The environmental tax should be used to maintain roads, parapets, etc, in communities like Stevedore Housing Scheme

Dear Editor,
I wish to comment on a report about the conditions in Stevedore and Postel Housing Scheme based on a letter sent to your newspaper by the Guyana Water Inc (‘GWI cannot access Stevedore alleyway to clean transmission chamber because city council has not cleared it,’ 21.5.08).

A few years ago the residents in the community weeded the parapets, cleared all those drains and installed street lights through a privately funded initiative. (Your newspaper covered this initiative and carried relevant photographs.) Subsequently City Hall funded a working group drawn from the community to continue to clean and clear the drains. In the meantime, efforts were made to have the less than one mile of roads resurfaced. The roads are in a deplorable condition and in some parts are impassable; some taxi services have stopped serving the community.

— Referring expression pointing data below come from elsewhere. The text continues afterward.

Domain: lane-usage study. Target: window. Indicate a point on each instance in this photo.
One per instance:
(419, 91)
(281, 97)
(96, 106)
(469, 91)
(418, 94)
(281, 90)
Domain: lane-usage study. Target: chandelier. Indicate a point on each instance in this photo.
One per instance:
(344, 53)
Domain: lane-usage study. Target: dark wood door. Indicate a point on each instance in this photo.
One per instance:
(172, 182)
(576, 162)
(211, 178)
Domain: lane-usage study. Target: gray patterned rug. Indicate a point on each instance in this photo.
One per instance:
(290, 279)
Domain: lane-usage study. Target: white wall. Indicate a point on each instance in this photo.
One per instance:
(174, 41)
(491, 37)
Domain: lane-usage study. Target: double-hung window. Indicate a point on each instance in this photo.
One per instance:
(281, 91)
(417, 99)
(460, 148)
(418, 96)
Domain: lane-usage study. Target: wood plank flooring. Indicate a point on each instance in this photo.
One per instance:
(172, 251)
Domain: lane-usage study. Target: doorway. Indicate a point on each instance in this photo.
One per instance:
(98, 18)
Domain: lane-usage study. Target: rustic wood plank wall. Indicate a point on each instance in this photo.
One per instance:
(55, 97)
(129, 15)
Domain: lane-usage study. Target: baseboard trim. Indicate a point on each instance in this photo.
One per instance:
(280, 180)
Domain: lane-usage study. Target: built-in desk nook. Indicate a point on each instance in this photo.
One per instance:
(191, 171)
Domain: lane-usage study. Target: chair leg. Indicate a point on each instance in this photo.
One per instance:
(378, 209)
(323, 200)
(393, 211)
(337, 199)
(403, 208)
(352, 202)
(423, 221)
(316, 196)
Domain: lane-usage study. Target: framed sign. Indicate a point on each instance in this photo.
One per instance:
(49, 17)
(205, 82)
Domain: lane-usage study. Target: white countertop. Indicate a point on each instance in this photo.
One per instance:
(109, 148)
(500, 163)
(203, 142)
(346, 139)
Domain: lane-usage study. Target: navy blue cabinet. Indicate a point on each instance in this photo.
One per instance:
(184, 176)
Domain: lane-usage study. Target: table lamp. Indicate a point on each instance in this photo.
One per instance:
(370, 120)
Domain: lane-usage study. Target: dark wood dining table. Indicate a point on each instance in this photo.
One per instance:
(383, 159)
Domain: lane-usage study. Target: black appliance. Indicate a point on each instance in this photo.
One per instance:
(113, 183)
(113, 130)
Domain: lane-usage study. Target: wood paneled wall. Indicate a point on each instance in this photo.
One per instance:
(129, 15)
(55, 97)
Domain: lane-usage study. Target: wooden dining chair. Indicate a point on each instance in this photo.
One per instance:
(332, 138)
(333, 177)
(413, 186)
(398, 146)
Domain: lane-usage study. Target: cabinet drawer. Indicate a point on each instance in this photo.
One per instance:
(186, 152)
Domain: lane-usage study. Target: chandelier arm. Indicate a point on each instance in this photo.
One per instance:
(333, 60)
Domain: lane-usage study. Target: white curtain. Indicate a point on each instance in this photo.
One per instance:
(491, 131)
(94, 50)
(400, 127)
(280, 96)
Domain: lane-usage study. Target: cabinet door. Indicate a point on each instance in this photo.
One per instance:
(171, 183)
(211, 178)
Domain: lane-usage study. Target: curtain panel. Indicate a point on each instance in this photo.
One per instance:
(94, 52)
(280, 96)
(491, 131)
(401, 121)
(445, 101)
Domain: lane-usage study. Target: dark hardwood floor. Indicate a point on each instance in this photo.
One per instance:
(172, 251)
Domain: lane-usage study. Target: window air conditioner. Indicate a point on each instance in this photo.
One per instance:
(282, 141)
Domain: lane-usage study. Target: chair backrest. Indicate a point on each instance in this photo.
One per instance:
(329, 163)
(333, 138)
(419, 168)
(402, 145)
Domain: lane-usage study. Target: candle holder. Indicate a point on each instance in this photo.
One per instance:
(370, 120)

The community development group urged city officials and the utilities concerned to be involved in the maintenance of the roads, parapets and the verges as this increases the efficiency of the services provided by the utilities. Unfortunately not much has happened in that regard, but let me point out that while the Guyana Water Inc has been effective in placing new pipelines in the area, the roads were left in worse condition than GWI found them after that pipe-laying exercise. This is not to say that GWI did not effect some repairs, but not to the satisfaction of several members of the community.